The two supply chains involved in TIL — the transportation of the tumor tissue from the treatment center to the manufacturer and transport of the TIL infusion product back to the treatment center — must be timely and precise, they emphasized.
 

Docs Hope TIL Improves in Several Ways

Although the TIL technology is a breakthrough, “we hope to see even better efficacy and lower toxicity as further research looks at ways to improve on the current TIL standard,” Dr. Puzanov said.

More research and dose adjustments may impact patient costs and side effects, he noted. “I am looking to see TILs used in the front line, with or without checkpoint inhibitors.”

Research is needed to explore how to lower the chemotherapy doses and possibly the associated toxicity, he added. Finally, researchers must consider whether high-dose IL-2 therapy — given as part of the TIL cell therapy — could be replaced with other cytokines, or whether the number of doses could be lowered. Another avenue of exploration is engineering genes for cytokines into TILs, he said.

“The key is to think about TIL therapy before you need it — ideally, when the patient is still doing well on their frontline checkpoint inhibition immunotherapy,” Dr. Puzanov said in an interview. That is the time for evaluation, and specialty centers can provide an expert assessment, he said.

“We are constantly working to improve TIL therapy,” Dr. Betof Warner told this publication. More research is needed optimize the regimen to reduce side effects, which would not only make treatment easier for currently eligible patients, but might allow treatment for patients not currently eligible.

“For example, we are looking for ways to reduce the dose of preparative chemotherapy, which prepares the body for the cells to maximize their longevity and efficacy, and to reduce or eliminate the need to give IL-2 after the cell administration,” continued Dr. Betof Warner, who is also Director of Melanoma Medical Oncology, Director of Solid Tumor Cellular Therapy, and Codirector of the Pigmented Lesion and Melanoma Program at Stanford University. “We are also actively studying next-generation TIL therapies to try to increase the efficacy.”

“Lifileucel has about a 30% success rate for melanoma that has progressed after standard therapy; we are working hard to do better than that,” she noted.  

In a press release, Iovance summarized the results of the trial that supported the FDA’s accelerated approval of lifileucel. In an open-label single-arm study, including multiple sites worldwide, 73 adults with unresectable or metastatic melanoma who had received at least one previous systemic therapy underwent a lymphodepleting regimen followed by treatments with fludarabine and aldesleukin.

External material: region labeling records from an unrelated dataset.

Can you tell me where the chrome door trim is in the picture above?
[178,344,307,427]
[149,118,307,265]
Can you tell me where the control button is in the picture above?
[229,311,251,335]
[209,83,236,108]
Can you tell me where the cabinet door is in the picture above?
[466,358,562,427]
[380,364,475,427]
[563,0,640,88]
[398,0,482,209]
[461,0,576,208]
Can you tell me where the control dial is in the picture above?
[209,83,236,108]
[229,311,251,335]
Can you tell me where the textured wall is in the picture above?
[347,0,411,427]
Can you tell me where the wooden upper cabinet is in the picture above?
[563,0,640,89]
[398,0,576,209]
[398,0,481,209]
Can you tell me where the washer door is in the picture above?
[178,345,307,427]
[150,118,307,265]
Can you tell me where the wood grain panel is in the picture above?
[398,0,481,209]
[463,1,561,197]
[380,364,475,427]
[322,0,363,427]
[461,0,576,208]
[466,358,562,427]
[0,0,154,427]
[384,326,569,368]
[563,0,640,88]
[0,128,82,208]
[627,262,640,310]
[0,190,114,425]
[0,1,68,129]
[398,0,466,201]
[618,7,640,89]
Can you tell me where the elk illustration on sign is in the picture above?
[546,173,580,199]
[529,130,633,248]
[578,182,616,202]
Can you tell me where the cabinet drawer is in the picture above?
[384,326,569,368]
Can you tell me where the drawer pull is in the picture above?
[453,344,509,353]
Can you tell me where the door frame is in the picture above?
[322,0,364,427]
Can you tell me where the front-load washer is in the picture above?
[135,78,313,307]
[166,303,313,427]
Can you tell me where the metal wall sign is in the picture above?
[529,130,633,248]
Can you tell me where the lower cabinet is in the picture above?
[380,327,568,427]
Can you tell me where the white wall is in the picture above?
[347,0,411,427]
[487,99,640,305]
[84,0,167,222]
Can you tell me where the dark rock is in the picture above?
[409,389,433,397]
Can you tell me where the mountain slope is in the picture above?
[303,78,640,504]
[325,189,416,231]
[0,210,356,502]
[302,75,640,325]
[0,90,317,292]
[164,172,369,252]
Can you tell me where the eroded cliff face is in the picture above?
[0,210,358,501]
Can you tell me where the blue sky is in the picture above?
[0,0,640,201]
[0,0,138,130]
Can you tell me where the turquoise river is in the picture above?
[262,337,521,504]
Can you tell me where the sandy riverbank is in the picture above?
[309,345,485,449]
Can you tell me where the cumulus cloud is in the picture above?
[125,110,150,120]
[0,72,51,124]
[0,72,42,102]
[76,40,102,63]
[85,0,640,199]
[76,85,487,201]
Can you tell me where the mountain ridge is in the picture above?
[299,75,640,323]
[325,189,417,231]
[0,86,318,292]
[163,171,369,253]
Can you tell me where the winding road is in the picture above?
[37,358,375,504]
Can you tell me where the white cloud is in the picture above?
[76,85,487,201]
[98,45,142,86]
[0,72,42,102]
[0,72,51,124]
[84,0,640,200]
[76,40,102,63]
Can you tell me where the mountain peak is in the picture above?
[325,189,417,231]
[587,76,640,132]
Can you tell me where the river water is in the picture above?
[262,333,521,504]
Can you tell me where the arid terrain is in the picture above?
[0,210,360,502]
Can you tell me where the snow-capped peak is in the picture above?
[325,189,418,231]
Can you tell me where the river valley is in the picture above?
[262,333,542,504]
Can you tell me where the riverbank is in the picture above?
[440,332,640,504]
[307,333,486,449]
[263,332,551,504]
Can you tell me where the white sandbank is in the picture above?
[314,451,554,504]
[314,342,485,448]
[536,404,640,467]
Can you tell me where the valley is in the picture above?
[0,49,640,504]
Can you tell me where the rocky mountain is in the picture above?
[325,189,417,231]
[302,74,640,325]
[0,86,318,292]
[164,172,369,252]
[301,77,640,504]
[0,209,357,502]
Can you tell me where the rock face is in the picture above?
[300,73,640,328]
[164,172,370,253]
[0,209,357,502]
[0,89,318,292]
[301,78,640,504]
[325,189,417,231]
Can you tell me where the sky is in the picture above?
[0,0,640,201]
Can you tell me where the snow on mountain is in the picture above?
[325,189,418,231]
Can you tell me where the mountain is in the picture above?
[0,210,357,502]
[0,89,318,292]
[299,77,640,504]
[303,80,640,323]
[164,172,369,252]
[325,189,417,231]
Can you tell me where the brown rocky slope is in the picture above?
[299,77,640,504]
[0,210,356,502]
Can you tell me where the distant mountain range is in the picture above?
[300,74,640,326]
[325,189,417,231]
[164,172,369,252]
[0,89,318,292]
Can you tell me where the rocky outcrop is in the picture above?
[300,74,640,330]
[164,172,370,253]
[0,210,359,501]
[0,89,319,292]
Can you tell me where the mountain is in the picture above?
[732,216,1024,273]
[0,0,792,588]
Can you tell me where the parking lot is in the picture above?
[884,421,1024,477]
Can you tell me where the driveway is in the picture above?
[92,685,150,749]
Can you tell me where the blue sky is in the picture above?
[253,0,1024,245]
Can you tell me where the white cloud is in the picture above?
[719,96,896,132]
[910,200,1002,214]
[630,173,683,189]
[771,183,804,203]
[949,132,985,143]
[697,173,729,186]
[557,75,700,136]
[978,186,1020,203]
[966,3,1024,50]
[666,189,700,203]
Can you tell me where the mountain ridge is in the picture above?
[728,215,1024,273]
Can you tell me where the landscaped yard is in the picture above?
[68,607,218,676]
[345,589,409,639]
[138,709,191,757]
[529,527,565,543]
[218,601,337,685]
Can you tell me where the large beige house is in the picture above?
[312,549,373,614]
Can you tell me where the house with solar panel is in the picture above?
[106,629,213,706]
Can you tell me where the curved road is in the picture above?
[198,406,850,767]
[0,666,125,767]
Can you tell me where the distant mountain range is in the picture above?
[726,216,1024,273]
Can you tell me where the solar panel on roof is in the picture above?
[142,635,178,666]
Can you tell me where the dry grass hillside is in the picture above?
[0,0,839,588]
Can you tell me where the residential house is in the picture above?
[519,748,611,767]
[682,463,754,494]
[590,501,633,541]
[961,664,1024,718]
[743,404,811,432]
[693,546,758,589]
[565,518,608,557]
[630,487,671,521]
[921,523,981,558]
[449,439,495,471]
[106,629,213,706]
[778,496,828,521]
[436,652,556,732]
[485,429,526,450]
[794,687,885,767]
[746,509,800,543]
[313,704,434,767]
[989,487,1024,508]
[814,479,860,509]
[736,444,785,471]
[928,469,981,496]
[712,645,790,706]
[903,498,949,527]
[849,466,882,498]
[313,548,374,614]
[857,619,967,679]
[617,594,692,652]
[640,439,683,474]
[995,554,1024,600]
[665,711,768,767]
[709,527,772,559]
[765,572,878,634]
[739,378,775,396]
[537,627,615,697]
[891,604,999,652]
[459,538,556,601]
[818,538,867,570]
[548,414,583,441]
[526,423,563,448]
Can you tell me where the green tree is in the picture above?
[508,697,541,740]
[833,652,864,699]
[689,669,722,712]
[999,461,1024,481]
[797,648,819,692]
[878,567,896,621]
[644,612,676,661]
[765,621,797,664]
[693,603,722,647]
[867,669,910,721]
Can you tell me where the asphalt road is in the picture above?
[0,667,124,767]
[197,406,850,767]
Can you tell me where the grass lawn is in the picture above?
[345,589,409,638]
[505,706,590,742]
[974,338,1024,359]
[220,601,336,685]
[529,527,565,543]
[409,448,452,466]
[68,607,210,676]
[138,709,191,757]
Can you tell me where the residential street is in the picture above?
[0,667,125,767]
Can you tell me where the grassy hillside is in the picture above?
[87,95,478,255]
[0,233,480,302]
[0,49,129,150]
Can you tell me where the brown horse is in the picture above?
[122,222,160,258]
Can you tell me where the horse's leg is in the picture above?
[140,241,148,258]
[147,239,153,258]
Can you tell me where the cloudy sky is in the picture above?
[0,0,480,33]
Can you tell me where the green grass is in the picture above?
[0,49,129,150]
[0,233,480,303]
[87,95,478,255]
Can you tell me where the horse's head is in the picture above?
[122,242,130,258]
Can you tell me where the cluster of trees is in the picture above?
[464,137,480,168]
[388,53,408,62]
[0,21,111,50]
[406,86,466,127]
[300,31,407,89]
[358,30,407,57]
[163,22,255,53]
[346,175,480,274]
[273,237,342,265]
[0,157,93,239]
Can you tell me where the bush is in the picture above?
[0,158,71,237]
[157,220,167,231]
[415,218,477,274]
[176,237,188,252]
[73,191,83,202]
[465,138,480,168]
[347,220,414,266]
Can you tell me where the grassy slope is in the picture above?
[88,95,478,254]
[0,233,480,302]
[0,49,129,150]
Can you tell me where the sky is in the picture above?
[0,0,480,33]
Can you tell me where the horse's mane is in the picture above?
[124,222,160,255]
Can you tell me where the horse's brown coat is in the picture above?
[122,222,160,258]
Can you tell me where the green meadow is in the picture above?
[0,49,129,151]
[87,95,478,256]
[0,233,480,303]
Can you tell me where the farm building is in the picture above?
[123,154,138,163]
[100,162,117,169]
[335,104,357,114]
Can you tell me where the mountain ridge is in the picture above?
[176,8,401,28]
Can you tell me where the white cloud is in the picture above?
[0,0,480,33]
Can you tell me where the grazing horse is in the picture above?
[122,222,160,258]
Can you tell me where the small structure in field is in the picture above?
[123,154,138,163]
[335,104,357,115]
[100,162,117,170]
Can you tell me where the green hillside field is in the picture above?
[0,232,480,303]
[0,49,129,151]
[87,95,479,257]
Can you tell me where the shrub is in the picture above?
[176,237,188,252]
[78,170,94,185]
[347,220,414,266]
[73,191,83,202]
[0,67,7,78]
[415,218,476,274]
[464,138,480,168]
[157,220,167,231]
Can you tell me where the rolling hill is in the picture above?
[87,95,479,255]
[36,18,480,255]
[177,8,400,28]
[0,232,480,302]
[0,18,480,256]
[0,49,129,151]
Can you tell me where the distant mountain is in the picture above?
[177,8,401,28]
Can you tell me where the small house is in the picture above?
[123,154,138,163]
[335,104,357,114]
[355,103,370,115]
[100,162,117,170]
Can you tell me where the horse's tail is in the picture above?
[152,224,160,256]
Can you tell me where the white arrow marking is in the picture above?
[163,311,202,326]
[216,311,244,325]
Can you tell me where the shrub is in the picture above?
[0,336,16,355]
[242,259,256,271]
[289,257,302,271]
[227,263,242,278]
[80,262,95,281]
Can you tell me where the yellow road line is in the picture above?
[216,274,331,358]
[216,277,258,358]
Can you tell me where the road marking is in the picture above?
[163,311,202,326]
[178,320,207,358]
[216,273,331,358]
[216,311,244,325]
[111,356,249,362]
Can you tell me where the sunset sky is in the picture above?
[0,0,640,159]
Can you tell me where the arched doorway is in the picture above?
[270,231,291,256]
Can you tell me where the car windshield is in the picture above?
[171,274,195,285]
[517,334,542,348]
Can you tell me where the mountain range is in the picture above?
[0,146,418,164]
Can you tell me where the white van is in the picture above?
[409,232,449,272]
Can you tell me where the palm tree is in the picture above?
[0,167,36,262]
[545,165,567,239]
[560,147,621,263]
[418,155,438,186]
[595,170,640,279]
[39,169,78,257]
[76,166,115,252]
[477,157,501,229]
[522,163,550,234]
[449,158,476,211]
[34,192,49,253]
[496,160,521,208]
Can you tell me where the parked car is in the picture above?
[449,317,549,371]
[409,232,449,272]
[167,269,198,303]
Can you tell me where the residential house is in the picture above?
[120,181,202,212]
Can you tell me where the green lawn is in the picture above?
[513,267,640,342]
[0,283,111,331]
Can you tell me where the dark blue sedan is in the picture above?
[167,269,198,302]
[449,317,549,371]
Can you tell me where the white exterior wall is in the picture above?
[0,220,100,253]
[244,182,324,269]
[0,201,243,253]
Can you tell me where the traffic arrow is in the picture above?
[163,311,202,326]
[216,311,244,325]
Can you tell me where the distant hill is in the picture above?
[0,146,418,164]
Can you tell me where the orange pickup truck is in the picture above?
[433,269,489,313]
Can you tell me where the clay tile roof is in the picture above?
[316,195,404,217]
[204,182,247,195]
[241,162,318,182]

Patients then received lifileucel at a median dose of 21.1 x 109 viable cells; the recommended dose ranges from 7.5 x 109 to 72 x 109 cells.

The primary efficacy outcome was objective response rate (ORR). The ORR in the study was 31.5%, and the median time to initial lifileucel response was 1.5 months.

The clinical trials of lifileucel for which Dr. Betof Warner and Dr. Puzanov served as investigators were sponsored by Iovance.